Francesca only nodded.
Within a hundred yards Ben found he was gasping from the effort of plodding along with the extra weight on his back. But he forced his body to push on. They had to get to safety before the Vitelli found them. With his eyes misting from the effort, he set himself the target of reaching the next junction before he rested. It was about a hundred and fifty yards away and he was gasping by the time he got there and lowered Papa to the ground.
They seemed to have reached what used to be a main traffic street – broader than anything they had seen before and with larger, more modern buildings. Here also the devastation seemed less serious although all the openings were still boarded up and there were some signs of structural movement. Ben looked to right and left, hoping to see a barrier across the road and guard post near it, but there was nothing in sight. Surely if they followed this road to the right they would find someone soon.

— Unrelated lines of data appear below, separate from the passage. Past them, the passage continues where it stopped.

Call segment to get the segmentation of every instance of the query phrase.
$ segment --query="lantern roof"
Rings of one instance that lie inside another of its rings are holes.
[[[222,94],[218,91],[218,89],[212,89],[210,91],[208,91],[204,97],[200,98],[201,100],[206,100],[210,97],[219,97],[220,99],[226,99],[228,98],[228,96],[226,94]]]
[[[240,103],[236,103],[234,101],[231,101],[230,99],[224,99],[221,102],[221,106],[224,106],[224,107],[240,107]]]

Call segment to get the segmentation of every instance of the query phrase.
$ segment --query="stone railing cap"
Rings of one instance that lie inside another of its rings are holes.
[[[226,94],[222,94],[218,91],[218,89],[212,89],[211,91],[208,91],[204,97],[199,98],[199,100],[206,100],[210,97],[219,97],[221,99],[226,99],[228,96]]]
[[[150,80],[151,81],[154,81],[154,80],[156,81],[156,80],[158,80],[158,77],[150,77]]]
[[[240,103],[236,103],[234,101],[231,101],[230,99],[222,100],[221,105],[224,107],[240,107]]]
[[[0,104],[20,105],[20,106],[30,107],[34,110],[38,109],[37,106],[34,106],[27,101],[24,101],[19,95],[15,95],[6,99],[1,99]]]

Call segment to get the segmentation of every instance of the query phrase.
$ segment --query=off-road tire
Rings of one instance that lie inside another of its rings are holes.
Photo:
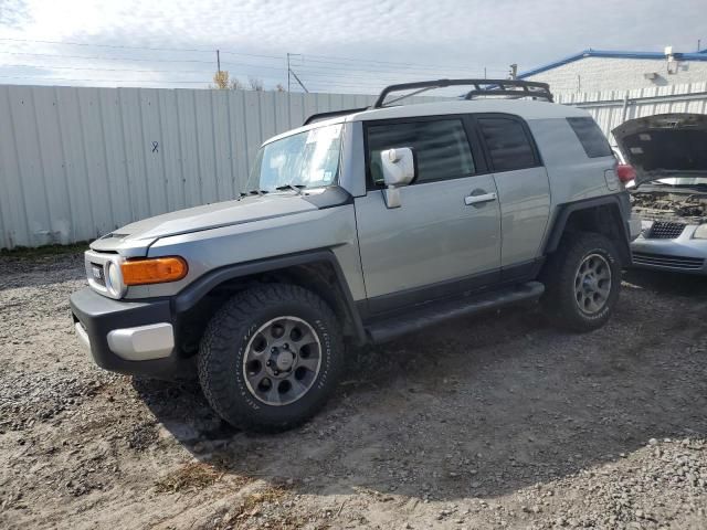
[[[593,254],[602,256],[611,271],[611,288],[603,308],[587,314],[576,295],[576,277],[580,264]],[[621,290],[621,259],[615,245],[606,236],[593,232],[567,233],[546,263],[540,278],[545,284],[541,307],[550,324],[576,332],[592,331],[611,317]]]
[[[249,390],[243,359],[257,329],[285,315],[305,320],[317,333],[321,364],[302,398],[291,404],[268,405]],[[326,403],[342,371],[339,328],[334,311],[321,298],[295,285],[267,284],[234,295],[212,317],[199,348],[199,381],[207,400],[235,427],[277,432],[302,424]]]

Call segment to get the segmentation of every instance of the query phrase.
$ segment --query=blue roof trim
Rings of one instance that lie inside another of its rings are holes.
[[[696,53],[674,53],[673,56],[678,61],[707,61],[707,49],[700,50]],[[537,75],[541,72],[547,72],[548,70],[557,68],[558,66],[562,66],[564,64],[573,63],[574,61],[580,61],[584,57],[611,57],[611,59],[652,59],[652,60],[665,60],[665,54],[662,52],[622,52],[616,50],[584,50],[583,52],[576,53],[573,55],[569,55],[564,59],[560,59],[559,61],[555,61],[552,63],[548,63],[544,66],[538,66],[537,68],[529,70],[528,72],[524,72],[518,75],[519,80],[525,77],[530,77],[531,75]]]

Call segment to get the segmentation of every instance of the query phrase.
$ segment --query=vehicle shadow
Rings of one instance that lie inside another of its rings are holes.
[[[178,441],[226,474],[316,495],[496,497],[653,437],[707,434],[707,326],[699,314],[675,318],[674,305],[629,288],[611,322],[587,335],[516,308],[352,350],[328,406],[277,435],[224,425],[197,385],[134,384]]]

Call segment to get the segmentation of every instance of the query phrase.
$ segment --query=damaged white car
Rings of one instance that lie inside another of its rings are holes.
[[[612,132],[635,170],[632,208],[643,223],[633,264],[707,274],[707,115],[648,116]]]

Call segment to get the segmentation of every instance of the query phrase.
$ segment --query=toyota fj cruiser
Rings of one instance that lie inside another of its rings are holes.
[[[523,300],[595,329],[640,226],[594,120],[551,100],[540,83],[441,80],[313,116],[263,144],[239,199],[94,241],[76,333],[107,370],[198,374],[228,422],[282,430],[331,394],[345,342]]]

The old man said something to Francesca and she translated. “Papa says you are to let him walk now to give you a rest.”
Ben didn’t argue. It was blessed relief to be able to stand upright instead of being doubled up under the old man’s weight. In addition the slope was less steep and Papa could probably walk further here before his body tired.
They carried on at a steady pace. They passed a side road and Ben looked down. At the far end of the street was a man who Ben instantly recognized as Dino Vitelli even though he was three hundred yards away.
“Quick! Get out of sight,” he hissed at the others.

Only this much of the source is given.